A Blender extension to render frames and animations on a high performance compute cluster using SLURM.
- SSH Host: This is the thing you write when you SSH into your cluster.
- Blender path (cluster): This is the absolute path to your Blender installation on the cluster.
- Remote project dir: This is where you want your Blender project (and render outputs) to go on the supercomputer when they're being rendered. It will copy the Blender file and render to
./renderswhen it starts rendering. - CUDA module: This is the CUDA module installation that you load. To find available installations on your cluster, SSH into your supercomputer cluster and run
module avail cuda. Then, select one that looks reasonable from the list. - SLURM partition: This is the partition of the node that will be called to run your project. You can find available partitions with
sinfo -s, but verify that your selected partition has GPUs if needed.
Note that you can't render a single frame across multiple nodes, since that would be very inefficient. Instead, the multi-node setup uses a queue system to render frames of an animation on the different nodes by opening a Blender instance to render a batch of frames from the queue.
- Nodes: The number of nodes you want to request. It's usually best to set this to 1, unless you are rendering a whole bunch of stuff. For each node you add, it multiplies the following parameters (e.g., 2 nodes with 4 GPUs would be 8 GPUs total).
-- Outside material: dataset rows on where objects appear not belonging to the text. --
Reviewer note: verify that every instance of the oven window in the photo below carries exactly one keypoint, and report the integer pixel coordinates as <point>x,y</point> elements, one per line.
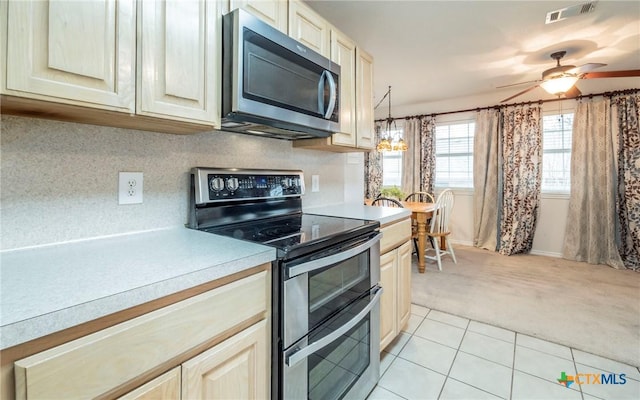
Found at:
<point>333,370</point>
<point>334,287</point>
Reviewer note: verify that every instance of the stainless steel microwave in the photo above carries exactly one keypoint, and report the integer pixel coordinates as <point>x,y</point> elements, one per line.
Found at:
<point>274,86</point>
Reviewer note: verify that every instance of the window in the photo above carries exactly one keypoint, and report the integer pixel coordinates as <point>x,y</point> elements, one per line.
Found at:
<point>454,155</point>
<point>556,156</point>
<point>392,165</point>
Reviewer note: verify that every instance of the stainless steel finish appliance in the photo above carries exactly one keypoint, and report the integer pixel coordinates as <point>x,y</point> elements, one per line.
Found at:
<point>273,85</point>
<point>326,310</point>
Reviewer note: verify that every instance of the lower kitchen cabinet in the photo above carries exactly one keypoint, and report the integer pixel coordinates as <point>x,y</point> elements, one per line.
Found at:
<point>214,344</point>
<point>234,369</point>
<point>164,387</point>
<point>395,279</point>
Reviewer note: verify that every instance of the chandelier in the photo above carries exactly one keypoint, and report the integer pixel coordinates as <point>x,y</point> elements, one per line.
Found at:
<point>389,142</point>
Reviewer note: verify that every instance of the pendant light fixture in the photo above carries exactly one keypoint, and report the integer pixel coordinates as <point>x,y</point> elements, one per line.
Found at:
<point>389,142</point>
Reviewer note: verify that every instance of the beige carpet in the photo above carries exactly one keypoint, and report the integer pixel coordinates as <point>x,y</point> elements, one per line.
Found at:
<point>593,308</point>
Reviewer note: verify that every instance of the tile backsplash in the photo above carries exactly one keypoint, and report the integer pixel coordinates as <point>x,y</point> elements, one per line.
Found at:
<point>59,180</point>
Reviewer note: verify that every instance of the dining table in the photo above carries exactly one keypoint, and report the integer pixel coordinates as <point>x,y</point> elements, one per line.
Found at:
<point>421,213</point>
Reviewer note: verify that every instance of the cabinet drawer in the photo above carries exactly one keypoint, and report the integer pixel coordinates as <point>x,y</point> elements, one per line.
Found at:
<point>394,235</point>
<point>92,365</point>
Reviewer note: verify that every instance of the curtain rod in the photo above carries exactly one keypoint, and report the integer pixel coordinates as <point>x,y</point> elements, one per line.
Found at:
<point>497,107</point>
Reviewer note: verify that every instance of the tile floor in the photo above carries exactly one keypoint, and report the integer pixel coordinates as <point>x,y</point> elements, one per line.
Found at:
<point>443,356</point>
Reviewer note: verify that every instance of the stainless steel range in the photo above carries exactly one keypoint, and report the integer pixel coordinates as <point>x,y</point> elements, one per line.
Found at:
<point>326,332</point>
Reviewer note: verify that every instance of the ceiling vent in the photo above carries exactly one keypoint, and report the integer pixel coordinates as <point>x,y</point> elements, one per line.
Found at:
<point>564,13</point>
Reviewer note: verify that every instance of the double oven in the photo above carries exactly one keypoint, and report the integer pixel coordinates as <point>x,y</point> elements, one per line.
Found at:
<point>325,297</point>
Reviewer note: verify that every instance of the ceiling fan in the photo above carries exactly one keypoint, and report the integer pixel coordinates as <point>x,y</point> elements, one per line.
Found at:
<point>561,79</point>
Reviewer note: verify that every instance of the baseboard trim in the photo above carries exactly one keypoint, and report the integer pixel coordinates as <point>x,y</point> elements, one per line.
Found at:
<point>546,253</point>
<point>534,252</point>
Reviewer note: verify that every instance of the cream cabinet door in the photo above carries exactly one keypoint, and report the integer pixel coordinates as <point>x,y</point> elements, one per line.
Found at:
<point>343,52</point>
<point>237,368</point>
<point>309,28</point>
<point>364,99</point>
<point>164,387</point>
<point>273,12</point>
<point>74,52</point>
<point>404,284</point>
<point>179,58</point>
<point>388,281</point>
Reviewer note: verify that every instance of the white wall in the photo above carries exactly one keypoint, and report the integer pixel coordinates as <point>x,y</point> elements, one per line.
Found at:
<point>59,180</point>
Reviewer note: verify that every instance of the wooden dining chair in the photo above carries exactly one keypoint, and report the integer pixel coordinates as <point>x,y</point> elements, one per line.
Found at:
<point>386,202</point>
<point>422,197</point>
<point>439,229</point>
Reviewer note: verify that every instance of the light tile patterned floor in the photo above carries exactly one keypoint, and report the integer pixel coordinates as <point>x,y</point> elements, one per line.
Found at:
<point>441,356</point>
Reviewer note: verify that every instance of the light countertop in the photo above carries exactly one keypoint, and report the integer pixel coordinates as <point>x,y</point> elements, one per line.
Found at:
<point>49,288</point>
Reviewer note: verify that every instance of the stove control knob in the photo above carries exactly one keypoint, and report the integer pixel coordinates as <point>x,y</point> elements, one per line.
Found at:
<point>232,184</point>
<point>286,183</point>
<point>216,184</point>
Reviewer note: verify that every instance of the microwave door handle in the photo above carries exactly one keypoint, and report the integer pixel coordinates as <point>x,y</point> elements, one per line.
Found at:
<point>301,354</point>
<point>332,259</point>
<point>332,95</point>
<point>323,77</point>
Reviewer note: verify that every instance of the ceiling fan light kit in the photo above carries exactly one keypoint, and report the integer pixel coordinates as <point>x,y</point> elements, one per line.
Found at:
<point>561,79</point>
<point>560,85</point>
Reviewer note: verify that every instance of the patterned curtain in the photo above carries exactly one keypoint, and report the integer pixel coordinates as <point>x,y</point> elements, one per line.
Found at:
<point>522,178</point>
<point>626,110</point>
<point>373,168</point>
<point>411,158</point>
<point>485,180</point>
<point>591,221</point>
<point>427,154</point>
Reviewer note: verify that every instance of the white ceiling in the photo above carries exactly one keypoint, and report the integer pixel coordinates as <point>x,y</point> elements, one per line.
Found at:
<point>435,53</point>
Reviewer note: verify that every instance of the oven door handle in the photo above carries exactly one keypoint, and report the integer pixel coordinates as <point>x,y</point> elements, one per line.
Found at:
<point>333,259</point>
<point>301,354</point>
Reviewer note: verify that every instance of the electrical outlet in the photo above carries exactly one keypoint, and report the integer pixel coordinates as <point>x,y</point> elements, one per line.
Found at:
<point>130,187</point>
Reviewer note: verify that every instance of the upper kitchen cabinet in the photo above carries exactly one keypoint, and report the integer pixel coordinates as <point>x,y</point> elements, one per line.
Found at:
<point>273,12</point>
<point>309,28</point>
<point>356,101</point>
<point>123,63</point>
<point>364,100</point>
<point>343,52</point>
<point>80,52</point>
<point>179,56</point>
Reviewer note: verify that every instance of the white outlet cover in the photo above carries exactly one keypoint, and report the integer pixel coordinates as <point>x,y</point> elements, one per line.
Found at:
<point>130,186</point>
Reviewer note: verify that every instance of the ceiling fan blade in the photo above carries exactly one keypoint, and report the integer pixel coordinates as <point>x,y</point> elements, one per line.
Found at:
<point>612,74</point>
<point>516,84</point>
<point>521,93</point>
<point>585,68</point>
<point>573,92</point>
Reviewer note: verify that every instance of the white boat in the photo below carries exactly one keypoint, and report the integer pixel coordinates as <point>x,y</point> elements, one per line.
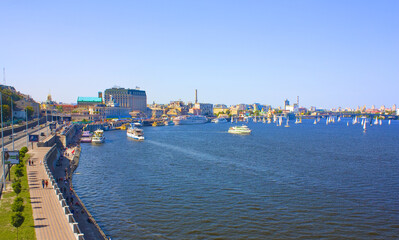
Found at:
<point>240,130</point>
<point>169,123</point>
<point>86,137</point>
<point>190,119</point>
<point>219,120</point>
<point>138,124</point>
<point>287,125</point>
<point>98,136</point>
<point>135,133</point>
- Batch size: When more than one node is requested, the batch size determines how many frames a given Blender instance will render from the animation frame queue. For optimal performance, the batch size should be the number of frames divided by the number of nodes.
- GPUs: The number of GPUs you want on a node.
- Tasks: The number of parallel threads you want on a node.
- CPU cores per task: The number of cores on a given thread of a given node.
- Memory (GB): The ammount of memory (in gigabytes) allocated for a given node.
- Time Limit: The time limit you want to set on the render. You can find the maximum time limit for a given partition or configuration by running
sinfo -o "%P %l".
You can verify your configuration by consulting the available configurations on your cluster using sinfo -N -l. When rendering using many GPUs, it is ideal to reduce tile size to improve load balancing performance. This can be done in Render Properties > Performance > Memory.
Test Scene:
- 30 frames, 3 nodes, 4 GPUs per node: 55 seconds. GPU unknown (probably teslas or something)
- 30 frames, local: 1 hr 57 mins. Single RTX2060 Super